The electrons are filled according the orbitals (Aufbau principle).

1. Fills the 1s orbital to: 1s²
2. Fills the 2s orbital to: 2s²
3. Fills the 2p then 3s orbitals to: 2p⁶3s²
4. Fills the 3p then 4s orbitals to: 3p⁶4s²
5. Fills the 3d, 4p then 5s orbitals to: 3d¹⁰4p⁶5s²

(Extended knowledge: the process is repeated until all of the electrons have been accounted for. g-, h- and j-orbital exist in theory but the periodic table contains no elements that have electrons in either g-, h- and j-orbitals.)

The first break from numerical sequencing comes when the 4s level is filled before the 3d level, despite the fact that the perimeter of the 3d level is closer to the nucleus than the 4s orbital. The reason is that the energy of the level is based on an average position of the electron, not the extreme position.

Ionising electrons are not removed from the atom in reverse order! However, the outer shell electrons are always removed first when forming cations.

Examples

Example 1: Electronic configuration for manganese.

-> Solution 1:

• Neutral manganese (Mn) atom must contain 25 electrons.
• Electronic configuration of Mn: 1s²2s²2p⁶3s²3p⁶4s²3d⁵

Example 2: Which column of the periodic table is diamagnetic?

-> Solution 2:

• Column 2 (alkaline earth metals) and Column 8 (noble gas). A diamagnetic compound has its entire electron spin-paired. There must be an even number of electrons in the element. Valence electronic configuration for alkaline earth metals is ns². Valence electronic configuration for noble gas is ns²np⁶.
• Column 1 (alkali metals) and Column 7 (halogen) are not diamagnetic.
• Column 6 (chalcogen) are paramagnetic. Valence electronic configuration for chalcogen is ns²np⁴.
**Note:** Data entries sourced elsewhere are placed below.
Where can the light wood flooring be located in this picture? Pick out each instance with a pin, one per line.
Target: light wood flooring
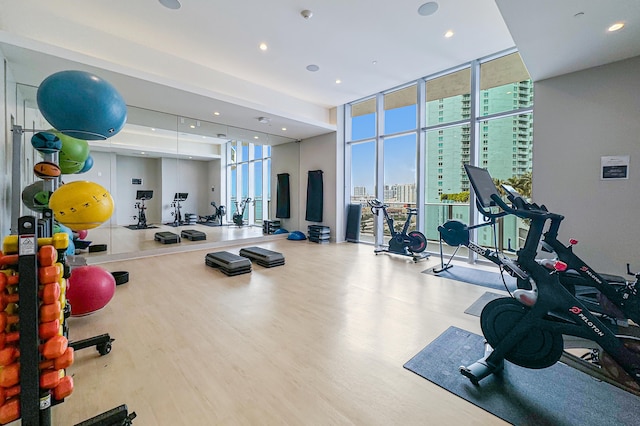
(318, 341)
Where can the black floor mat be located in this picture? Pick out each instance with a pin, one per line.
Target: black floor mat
(558, 395)
(135, 227)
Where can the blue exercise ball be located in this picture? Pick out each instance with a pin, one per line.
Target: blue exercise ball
(81, 105)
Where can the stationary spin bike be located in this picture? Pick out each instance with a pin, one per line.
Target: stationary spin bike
(542, 318)
(411, 244)
(238, 216)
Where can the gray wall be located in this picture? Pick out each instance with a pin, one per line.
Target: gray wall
(579, 118)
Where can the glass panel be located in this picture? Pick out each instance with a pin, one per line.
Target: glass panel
(257, 187)
(363, 120)
(400, 110)
(506, 151)
(363, 178)
(268, 181)
(399, 178)
(505, 85)
(447, 186)
(448, 98)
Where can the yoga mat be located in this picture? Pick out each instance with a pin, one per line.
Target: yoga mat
(283, 203)
(476, 277)
(558, 395)
(314, 196)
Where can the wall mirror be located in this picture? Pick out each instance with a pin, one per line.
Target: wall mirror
(185, 169)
Example 3: Electronic configuration for chromium

-> Solution 3:

• Half-filled d-shell stability in chromium: 1s²2s²2p⁶3s²3p⁶4s¹3d⁵ rather than 1s²2s²2p⁶3s²3p⁶4s²3d⁴. (Others half-filled d-shell element are molybdenum and tungsten)

Example 4: Electronic configuration for copper.

-> Solution 4:

• Fully-filled d-shell stability in copper: 1s²2s²2p⁶3s²3p⁶4s¹3d¹⁰ rather than 1s²2s²2p⁶3s²3p⁶4s²3d⁹.

Example 5: Which of the following electronic configuration represents an exited state?
A. He: 1s²
B. Li: 1s²2p¹
C. N: 1s²2s²2p³
D. F: 1s²2s²2p⁶

-> Solution 5:

• B (Li should have 1s²2s¹ as a ground state and the electronic configuration has the last electron in a 2p-orbital that is higher energy than the ground state 2s.)
• An excited state electronic configuration does not follow energetic sequence. An excited state has at least one electron in an energy level higher than the ground state.

Important: Not to confuse an ion (either cation or anion) with an excited state. A cation is an atom that has a deficit of at least one electron and thus carries a positive charge. An anion is an atom that has an excess of at least one electron and thus carries a negative charge.

Periodic Table can be classified into 4 main groups.

1) The s-block elements:

• Group 1 – general electronic configuration ns¹.
• Group 2 – ns².

2) The p-block elements

• Group 13 – ns²np¹.
• Group 14 – ns² np².
• Group 15 – ns² np³.
• Group 16 – ns² np⁴.
• Group 17 – ns² np⁵.
• Group 18 – ns² np⁶.

3) The d-block elements

• Between Group 2 and Group 13 that the d orbitals are partially occupied.

4) The f-block elements

• Lanthanides (15 elements) – 4f orbitals are partially filled and must have a 6s².
• Actinides (15 elements) – 5f orbitals are partially filled and must have a 7s².